Este ano está se mostrando decisivo para a América Latina. Por um lado, governos conservadores e de extrema direita estão mergulhados em crises. Estas variam desde os crescentes protestos contra Jair Bolsonaro no Brasil após os incêndios na Amazônia, até a revolta popular contra o governo vira-casaca de Lenín Moreno no Equador e suas reformas econômicas sancionadas pelo FMI, e os contratempos contínuos da administração neoliberal de Mauricio Macri na Argentina.

Por outro lado, as forças progressistas e de esquerda ainda estão se reagrupando após anos de golpes, derrotas eleitorais e contínuos ataques midiáticos. Existem alguns sinais positivos: o governo de Andrés Manuel López Obrador no México está fazendo reformas cruciais para o país e investigando o desaparecimento de quarenta e três estudantes no estado de Oaxaca, enquanto na Argentina a “Frente de Todos” da esquerda peronista parece certa de sua vitória eleitoral após fortes indícios nas primárias de agosto. No entanto, a “Frente Ampla” do Uruguai enfrenta uma batalha árdua nas próximas eleições e, apesar das promissoras mudanças no Chile marcadas pelas manifestações anti-austeridade e a luta de Camila Vallejo por uma semana de trabalho de quarenta horas e pela ascensão política de Daniel Jadue, prefeito comunista de Recoleta, a esquerda permanece dividida.

O outro importante campo de batalha eleitoral fica no coração da recente onda rosa na América Latina: a Bolívia, que foi às urnas essa semana. O presidente Evo Morales, primeiro líder indígena do país desde Túpac Katari no século XVIII, conquistou seu quarto mandato consecutivo. O homem que começou sua vida política como ativista sindical, tendo sido líder do sindicato dos cocaleiros, se provou até agora como um dos presidentes mais bem sucedido na história do país.

Desde que assumiu o poder em 2006, o governo do Movimento ao Socialismo (MAS) tomou uma série de medidas transformadoras. Estas variam desde a nacionalização de uma parte significativa da indústria de hidrocarbonetos do país; a rescrição da constituição e o reconhecimento da singular identidade indígena “plurinacional” do país; o reconhecimento dos direitos da pachamama (mãe natureza); a distribuição da riqueza natural do país por meio de gastos maciços em infraestrutura social (como o sistema de teleférico em La Paz), saúde e educação; e a criação de diversos programas sociais (como Bono Juancito Pinto e Renta Dignidad).
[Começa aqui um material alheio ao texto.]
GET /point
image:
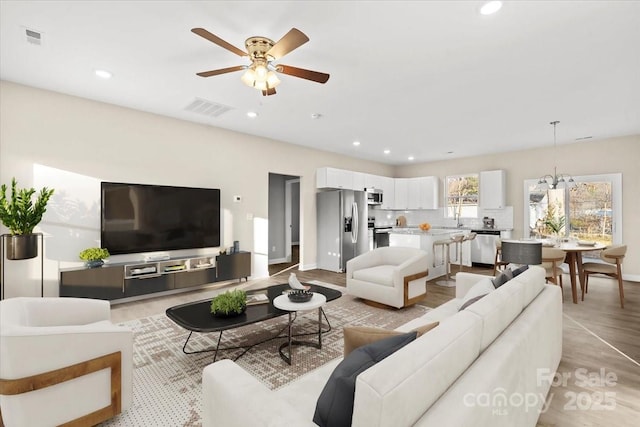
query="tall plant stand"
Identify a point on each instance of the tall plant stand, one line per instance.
(3, 251)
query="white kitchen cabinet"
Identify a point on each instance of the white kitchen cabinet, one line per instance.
(387, 186)
(334, 178)
(401, 188)
(372, 181)
(492, 189)
(359, 179)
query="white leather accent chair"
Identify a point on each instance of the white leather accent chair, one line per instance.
(62, 361)
(392, 276)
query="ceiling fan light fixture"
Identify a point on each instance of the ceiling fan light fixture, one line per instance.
(261, 72)
(249, 77)
(260, 85)
(272, 79)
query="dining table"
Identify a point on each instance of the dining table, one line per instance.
(574, 252)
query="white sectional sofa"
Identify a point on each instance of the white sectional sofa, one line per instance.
(488, 365)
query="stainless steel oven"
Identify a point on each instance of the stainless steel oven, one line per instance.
(483, 247)
(381, 236)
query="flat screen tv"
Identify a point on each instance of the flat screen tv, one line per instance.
(146, 218)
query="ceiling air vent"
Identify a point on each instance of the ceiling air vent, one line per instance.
(207, 108)
(33, 37)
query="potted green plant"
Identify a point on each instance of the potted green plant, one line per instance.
(94, 257)
(230, 303)
(20, 214)
(554, 223)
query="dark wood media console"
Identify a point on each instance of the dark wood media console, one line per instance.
(124, 280)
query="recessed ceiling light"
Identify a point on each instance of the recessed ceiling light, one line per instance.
(103, 74)
(490, 7)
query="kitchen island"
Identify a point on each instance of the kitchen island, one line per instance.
(415, 238)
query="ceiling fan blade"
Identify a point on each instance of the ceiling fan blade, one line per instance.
(315, 76)
(290, 41)
(217, 40)
(221, 71)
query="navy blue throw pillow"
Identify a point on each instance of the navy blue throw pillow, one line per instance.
(335, 404)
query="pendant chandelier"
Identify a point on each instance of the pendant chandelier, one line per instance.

Isso resultou em uma grande redução da pobreza no país mais pobre da América do Sul. A taxa de pobreza da Bolívia caiu de 60,6% em 2005 para 34,6% no ano passado, com a pobreza extrema caindo de 38,2% para 15,2% no mesmo período. Durante o governo de Morales, o coeficiente de Gini, que mede a desigualdade de distribuição de renda, foi reduzido de 0,6 para 0,45 e, nos últimos anos, o país também desfrutou dos níveis de crescimento econômico mais altos e consistentemente da região.
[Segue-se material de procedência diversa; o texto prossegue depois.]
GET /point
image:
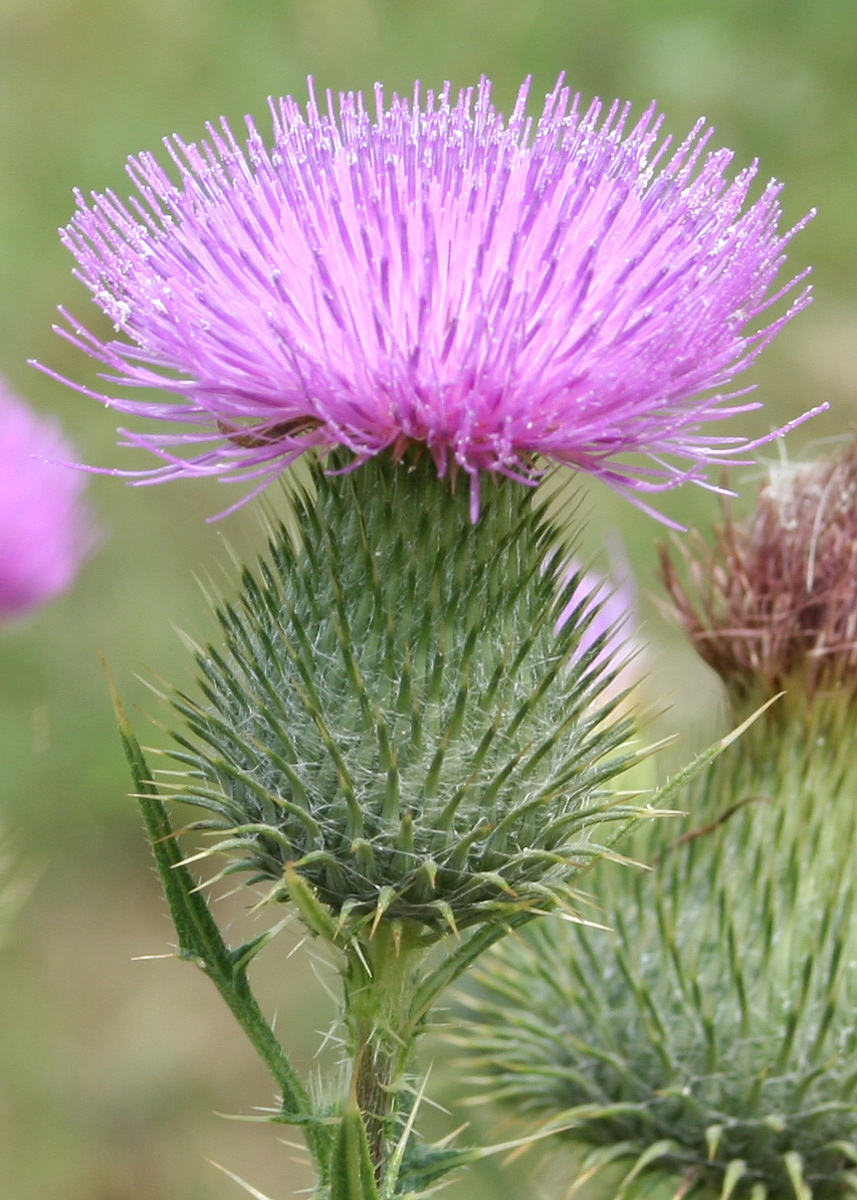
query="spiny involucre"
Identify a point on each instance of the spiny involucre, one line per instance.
(495, 291)
(45, 529)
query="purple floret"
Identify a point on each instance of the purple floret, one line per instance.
(497, 292)
(45, 527)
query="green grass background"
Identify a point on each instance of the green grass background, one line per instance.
(111, 1069)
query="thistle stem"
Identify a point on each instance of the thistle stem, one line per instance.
(379, 977)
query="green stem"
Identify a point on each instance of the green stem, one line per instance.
(379, 977)
(201, 942)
Apesar de todos esses sucessos, a vitória eleitoral de Morales não foi fácil. Uma derrota no referendo de 2016 sobre os limites do mandato presidencial alimentou a oposição, particularmente no histórico bastião de direita de Santa Cruz, enquanto uma campanha pseudo-ambientalista apoiada por fundações e “ativistas” americanos, como Jhanisse Daza, tentou culpar Morales por incêndios na província de Chiquitania. Seus oponentes na disputa eleitoral, representando diferentes facções da direita neoliberal que governou a Bolívia antes de 2006, incluem o ex-presidente Carlos Mesa, o líder do movimento “Bolívia Diz Não”, Óscar Ortiz, e o novato da extrema-direita apoiado pelos evangélicos, Chi Hyun Chung.
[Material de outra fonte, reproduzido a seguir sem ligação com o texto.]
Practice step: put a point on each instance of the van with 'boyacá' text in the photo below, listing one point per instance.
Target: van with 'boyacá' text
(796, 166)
Mais importante ainda, Morales enfrenta o desafio de continuar um projeto revolucionário em oposição ao capitalismo e ao neocolonialismo, cuja sobrevivência a longo prazo depende do cumprimento simultâneo das expectativas dos poderosos movimentos sociais indígenas e sindicais do país, ao implementar um programa de industrialização e de crescimento em uma terra tradicionalmente dependente da exportação de recursos naturais. Os jornalistas Denis Rogatyuk e Iago Moreno sentaram-se com o vice-presidente do país, Álvaro García Linera, para discutir as próximas eleições, o histórico do governo de Morales e as bases das mudanças transformadoras para o futuro.

Álvaro García Linera explicou como o “Movimento ao Socialismo” pode tornar permanente a revolução do país

Twitter / reprodução
Álvaro Linera e Evo Morales

Jacobin – Gostaríamos de começar com uma análise do atual cenário político na Bolívia. Qual é a situação hoje em comparação com a última eleição de 2014 — o espaço político do MAS foi reduzido pelo surgimento de figuras como Carlos Mesa e Óscar Ortiz?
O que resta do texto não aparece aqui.